Um Marcello Mathias, que felizmente reencontrei igual a si mesmo -patriota, servidor publico, cosmopolita, culto, intransigente com o que merece a intransigência, observador, sarcástico. Mas sempre, sempre, antes do mais e de livro para livro, muito interessante. Mesmo que o tempo que passa – a que se costuma chamar idade, mas eu não chamo – se tenha interposto entre ele e nós. E por isso tenha coberto esta escrita com o véu de uma melancolia que costumava ser fininha mas hoje pesa no véu. Perceberão o que quero dizer na minha quando os convoquei para este português que vale a pena.

(Oportunamente voltarei aqui com a magnifica biografia de Lucas Pires da autoria de Nuno Gonçalo Poças, e com o extraordinário – depois explico – livro de crónicas de Guilherme Oliveira Martins, “A Cultura como Enigma”. Oportunamente, se bem se percebe é aqui um eufemismo: voltarei quando a casa com mais gente que camas me der autorização.) 

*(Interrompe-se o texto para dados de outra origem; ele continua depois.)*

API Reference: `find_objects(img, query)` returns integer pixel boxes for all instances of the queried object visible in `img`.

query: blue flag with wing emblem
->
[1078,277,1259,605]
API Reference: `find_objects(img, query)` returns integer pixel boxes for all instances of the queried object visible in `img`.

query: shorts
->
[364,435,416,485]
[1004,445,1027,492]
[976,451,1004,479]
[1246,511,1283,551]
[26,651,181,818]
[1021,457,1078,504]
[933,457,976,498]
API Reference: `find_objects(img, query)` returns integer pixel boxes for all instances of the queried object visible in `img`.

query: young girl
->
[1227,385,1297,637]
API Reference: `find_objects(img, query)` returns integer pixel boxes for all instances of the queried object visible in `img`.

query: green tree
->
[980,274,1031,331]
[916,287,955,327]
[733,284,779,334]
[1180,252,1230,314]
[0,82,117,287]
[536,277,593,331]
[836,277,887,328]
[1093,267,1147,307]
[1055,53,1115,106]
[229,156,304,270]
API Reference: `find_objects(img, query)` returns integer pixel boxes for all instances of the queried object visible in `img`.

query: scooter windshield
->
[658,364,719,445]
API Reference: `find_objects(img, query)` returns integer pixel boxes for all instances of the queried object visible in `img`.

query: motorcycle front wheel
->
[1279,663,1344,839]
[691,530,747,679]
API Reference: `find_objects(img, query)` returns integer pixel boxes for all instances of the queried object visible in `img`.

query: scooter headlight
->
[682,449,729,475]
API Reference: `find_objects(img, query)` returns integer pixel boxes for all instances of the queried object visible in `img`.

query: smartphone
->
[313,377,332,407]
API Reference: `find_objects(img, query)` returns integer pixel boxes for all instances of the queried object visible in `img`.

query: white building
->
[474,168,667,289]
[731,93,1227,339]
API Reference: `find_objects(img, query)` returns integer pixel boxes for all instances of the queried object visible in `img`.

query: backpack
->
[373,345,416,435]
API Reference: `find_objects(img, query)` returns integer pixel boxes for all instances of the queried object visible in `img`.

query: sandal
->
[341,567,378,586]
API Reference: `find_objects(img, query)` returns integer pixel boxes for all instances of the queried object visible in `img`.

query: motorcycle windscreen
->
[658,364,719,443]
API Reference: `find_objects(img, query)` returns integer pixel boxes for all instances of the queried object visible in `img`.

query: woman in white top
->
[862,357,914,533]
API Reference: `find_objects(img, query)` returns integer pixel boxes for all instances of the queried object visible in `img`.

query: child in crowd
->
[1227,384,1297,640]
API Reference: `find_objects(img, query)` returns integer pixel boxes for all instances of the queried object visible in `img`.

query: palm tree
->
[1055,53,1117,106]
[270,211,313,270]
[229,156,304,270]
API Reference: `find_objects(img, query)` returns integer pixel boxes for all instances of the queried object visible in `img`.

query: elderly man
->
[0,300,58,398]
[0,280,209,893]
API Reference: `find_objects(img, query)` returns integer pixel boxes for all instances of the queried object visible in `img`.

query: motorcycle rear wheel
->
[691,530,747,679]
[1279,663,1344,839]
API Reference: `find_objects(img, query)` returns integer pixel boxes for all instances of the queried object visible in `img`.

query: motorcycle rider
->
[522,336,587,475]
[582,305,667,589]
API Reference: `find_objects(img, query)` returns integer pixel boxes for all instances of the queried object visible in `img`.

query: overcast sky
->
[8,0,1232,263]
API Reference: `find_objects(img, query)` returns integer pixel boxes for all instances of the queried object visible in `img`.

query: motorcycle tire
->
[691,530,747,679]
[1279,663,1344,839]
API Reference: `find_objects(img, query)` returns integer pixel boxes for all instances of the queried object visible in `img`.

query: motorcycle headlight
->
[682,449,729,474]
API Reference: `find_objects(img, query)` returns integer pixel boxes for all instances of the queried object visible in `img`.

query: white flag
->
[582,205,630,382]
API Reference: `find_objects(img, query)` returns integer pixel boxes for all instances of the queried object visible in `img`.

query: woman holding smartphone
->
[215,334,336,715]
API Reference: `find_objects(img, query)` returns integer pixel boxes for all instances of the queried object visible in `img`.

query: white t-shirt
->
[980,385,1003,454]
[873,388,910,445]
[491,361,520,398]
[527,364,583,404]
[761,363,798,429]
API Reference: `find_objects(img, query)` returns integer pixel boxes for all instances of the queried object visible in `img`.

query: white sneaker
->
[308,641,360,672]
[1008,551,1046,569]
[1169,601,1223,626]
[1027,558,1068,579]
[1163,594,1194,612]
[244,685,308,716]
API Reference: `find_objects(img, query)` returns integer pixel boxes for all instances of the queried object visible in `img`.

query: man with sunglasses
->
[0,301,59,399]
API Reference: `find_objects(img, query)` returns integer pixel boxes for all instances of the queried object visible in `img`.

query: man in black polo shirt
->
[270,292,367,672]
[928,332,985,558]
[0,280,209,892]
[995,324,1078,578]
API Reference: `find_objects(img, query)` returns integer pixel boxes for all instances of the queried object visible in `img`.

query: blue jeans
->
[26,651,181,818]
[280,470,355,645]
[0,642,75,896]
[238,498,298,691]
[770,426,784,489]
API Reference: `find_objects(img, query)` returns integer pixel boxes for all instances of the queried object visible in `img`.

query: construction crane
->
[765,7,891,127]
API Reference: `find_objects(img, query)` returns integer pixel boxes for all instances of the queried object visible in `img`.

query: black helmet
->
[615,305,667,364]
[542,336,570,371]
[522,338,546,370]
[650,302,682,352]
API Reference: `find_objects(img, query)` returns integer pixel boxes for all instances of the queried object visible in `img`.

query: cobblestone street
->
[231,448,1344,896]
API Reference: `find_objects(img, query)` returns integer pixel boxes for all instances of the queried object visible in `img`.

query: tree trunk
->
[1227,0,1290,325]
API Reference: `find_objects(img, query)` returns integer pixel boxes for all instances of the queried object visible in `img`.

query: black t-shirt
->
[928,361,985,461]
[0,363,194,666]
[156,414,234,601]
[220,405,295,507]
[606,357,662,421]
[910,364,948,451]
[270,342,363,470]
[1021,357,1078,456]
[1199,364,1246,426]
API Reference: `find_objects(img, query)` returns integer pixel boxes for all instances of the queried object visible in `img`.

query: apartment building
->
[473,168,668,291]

PS — Mesmo em Agosto, com os Jogos Olímpicos, as férias, o verão, o calor, os amigos, só não vê quem não quer. O quê? Este deprimente banzé que aí anda – e andará –, idealizado, produzido, realizado e interpretado por André Ventura. Já com o banzé em andamento e após alguns actos do premeditado teatro que tem sido a Comissão de Inquérito Parlamentar promovida pela Chega ao Presidente da República, começaram a ouvir-se felicitações a José Pedro Aguiar Branco porque (finalmente?) atrasou ou impediu que se viesse a entrar na maior devassa de que haveria memória em 50 anos. Ventura queria mais faenas, desta feita com WhatApp e tutti quanti – e amanhã o quê? Uma destituição do Chefe do Estado? Um assalto aos computadores do Palácio? A prisão de Nuno Rebelo de Sousa? Foi pena Aguiar Branco não se lembrar que tinha muito do seu lado para impedir – ou ter acautelado – a menorização do parlamento, a vergonha de alguns parlamentares, a desconfiança sarcástica do povo, o descrédito da política. Vai – agora? – pedir “pareceres” a uma secção da Procuradoria-Geral da República? E porque não um pedir um parecer a si mesmo, legitimado pela sua função e com a autoridade que lhe advém de segunda figura do Estado (e sereno conhecedor de homens e leis). Apesar de já aí estar o verão, as férias, a família reunida, novos projectos… conseguem deprimir-nos. (E já agora… a penosa pantomina da denominada última ceia, na inauguração dos Jogos Olímpicos, foi um bom contributo em deprimência: tão despropositado, tão desinteressante, tão grotesco. Mais patético que “inclusivo”, dificilmente terá convidado à prática da tolerância (e que confusão que aí anda com “tolerância” só para um lado…). Os dias não andam amáveis.